Anyone in Virginia caught possessing, using or making synthetic marijuana, also known as K2, is now officially breaking the law.
Gov. Bob McDonnell signed two bills banning the synthetic drugs on Wednesday. The ban takes effect immediately.
Synthetic marijuana is a mix of herbs, spices and chemicals that mimics the effects of marijuana. The drug is commonly marketed as incense or aroma therapy but is often used to get high.
Last October, NBC Washington's Jane Watrel spoke to Leesburg police, who said a teenager had recently overdosed on the drug.
"It can cause increased heart rate ... profuse sweating, vomiting, side effects," according to Leesburg Police Lt. Wes Thompson. "It's packaged as incense, but store owners know what customers are buying it for."

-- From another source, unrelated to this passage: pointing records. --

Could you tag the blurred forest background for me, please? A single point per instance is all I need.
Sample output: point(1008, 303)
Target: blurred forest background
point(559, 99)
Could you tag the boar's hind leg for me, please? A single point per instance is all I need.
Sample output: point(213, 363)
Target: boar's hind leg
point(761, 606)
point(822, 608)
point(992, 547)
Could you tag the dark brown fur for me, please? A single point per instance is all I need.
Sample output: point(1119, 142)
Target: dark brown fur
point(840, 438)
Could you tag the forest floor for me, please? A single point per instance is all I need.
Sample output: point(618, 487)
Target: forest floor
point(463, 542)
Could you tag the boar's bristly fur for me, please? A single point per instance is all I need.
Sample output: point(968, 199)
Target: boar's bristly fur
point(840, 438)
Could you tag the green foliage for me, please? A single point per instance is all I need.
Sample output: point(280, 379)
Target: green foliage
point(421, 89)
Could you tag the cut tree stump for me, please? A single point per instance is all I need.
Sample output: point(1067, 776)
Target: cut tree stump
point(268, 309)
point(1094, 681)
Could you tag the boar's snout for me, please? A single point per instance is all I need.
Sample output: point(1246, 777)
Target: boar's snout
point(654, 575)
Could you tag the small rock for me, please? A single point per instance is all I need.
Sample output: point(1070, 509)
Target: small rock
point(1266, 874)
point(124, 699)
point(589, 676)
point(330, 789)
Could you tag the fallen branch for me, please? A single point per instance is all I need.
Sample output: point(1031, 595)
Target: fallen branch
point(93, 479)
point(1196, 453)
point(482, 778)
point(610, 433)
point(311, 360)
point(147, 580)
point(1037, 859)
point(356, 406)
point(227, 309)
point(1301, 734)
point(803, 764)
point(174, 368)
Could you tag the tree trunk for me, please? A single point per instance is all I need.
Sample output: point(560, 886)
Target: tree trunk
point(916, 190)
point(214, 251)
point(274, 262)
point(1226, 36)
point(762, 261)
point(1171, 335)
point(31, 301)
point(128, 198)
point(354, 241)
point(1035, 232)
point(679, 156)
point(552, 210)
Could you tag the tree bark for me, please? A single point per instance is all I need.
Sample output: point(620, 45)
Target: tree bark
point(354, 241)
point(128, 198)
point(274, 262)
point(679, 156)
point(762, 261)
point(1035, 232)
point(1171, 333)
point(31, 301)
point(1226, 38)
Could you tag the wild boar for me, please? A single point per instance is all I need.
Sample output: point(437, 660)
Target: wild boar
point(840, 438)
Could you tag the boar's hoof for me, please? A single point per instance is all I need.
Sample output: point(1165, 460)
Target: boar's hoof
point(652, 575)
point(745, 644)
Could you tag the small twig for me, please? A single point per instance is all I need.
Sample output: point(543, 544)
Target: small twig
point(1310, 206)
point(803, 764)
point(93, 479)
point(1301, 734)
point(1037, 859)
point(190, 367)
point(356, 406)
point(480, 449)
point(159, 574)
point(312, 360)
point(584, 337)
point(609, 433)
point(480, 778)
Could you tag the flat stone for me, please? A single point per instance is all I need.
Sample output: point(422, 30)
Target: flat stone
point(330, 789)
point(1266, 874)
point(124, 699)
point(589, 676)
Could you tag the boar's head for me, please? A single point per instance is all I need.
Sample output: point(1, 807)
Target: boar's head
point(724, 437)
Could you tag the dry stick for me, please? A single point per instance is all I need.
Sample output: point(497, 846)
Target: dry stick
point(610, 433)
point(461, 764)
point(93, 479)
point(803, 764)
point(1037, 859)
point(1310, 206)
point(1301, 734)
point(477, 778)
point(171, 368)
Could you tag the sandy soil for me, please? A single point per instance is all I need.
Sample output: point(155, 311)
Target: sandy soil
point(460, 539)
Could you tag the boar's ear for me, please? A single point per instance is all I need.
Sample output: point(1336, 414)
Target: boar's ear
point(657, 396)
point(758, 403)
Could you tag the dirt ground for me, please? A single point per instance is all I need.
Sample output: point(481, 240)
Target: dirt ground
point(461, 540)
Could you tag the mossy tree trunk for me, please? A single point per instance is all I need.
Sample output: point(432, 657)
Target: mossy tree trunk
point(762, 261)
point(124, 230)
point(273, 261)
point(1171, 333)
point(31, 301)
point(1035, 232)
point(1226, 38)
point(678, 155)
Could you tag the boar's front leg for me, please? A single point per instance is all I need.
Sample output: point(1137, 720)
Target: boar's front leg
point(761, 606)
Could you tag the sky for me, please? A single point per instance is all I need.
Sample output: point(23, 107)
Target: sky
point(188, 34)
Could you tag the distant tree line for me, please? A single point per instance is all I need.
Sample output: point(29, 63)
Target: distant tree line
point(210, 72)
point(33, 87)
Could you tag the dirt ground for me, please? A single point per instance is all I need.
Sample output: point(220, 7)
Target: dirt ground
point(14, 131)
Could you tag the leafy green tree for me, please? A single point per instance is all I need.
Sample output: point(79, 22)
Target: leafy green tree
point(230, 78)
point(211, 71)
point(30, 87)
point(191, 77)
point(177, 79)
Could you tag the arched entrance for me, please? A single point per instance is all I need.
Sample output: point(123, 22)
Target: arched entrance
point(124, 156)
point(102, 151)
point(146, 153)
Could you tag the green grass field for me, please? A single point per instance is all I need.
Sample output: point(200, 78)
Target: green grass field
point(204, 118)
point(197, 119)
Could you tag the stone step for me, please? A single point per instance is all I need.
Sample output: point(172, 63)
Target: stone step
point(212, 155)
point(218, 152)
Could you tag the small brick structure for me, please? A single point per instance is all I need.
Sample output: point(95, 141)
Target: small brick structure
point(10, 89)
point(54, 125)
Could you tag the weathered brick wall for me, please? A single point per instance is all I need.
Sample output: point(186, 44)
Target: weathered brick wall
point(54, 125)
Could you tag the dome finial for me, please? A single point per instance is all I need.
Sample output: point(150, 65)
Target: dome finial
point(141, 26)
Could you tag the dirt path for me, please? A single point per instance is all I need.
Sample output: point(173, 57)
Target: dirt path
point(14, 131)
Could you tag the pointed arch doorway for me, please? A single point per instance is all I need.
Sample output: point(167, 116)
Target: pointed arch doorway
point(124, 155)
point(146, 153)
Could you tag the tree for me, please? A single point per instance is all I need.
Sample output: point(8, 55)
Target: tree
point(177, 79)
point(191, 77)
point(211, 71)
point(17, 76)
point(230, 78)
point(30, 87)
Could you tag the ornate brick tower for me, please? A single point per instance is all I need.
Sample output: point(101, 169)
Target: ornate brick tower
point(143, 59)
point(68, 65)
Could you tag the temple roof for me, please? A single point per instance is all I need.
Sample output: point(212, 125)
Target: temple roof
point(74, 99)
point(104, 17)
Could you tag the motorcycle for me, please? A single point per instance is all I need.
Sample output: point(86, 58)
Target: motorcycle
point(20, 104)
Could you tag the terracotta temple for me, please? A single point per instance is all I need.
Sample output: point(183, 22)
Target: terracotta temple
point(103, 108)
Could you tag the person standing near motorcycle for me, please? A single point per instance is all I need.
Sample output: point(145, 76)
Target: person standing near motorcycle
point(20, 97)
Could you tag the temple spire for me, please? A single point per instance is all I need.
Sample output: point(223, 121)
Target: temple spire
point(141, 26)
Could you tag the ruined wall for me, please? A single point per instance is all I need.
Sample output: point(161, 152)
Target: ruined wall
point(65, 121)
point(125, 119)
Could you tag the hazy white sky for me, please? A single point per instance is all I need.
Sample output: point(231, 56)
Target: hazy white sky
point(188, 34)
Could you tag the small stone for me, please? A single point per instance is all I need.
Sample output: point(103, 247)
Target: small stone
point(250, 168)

After a convenient store began selling synthetic marijuana just feet from the University of Maryland's College Park campus, NBC Washington's Craig Melvin spoke to the National Capital Poison Center about the drug. The center confirmed the problem is growing and they have seen an increase in calls from smokers complaining of K2's effects like excessive agitation, and some have even had seizures.
Virginia's ban also includes bath salts sold under names like "Ivory Wave" that are used as drugs. Possession of either K2 or the bath salts is a misdemeanor, but distributing them would be a felony. Manufacturing the drugs would be punishable by up to 30 years in prison.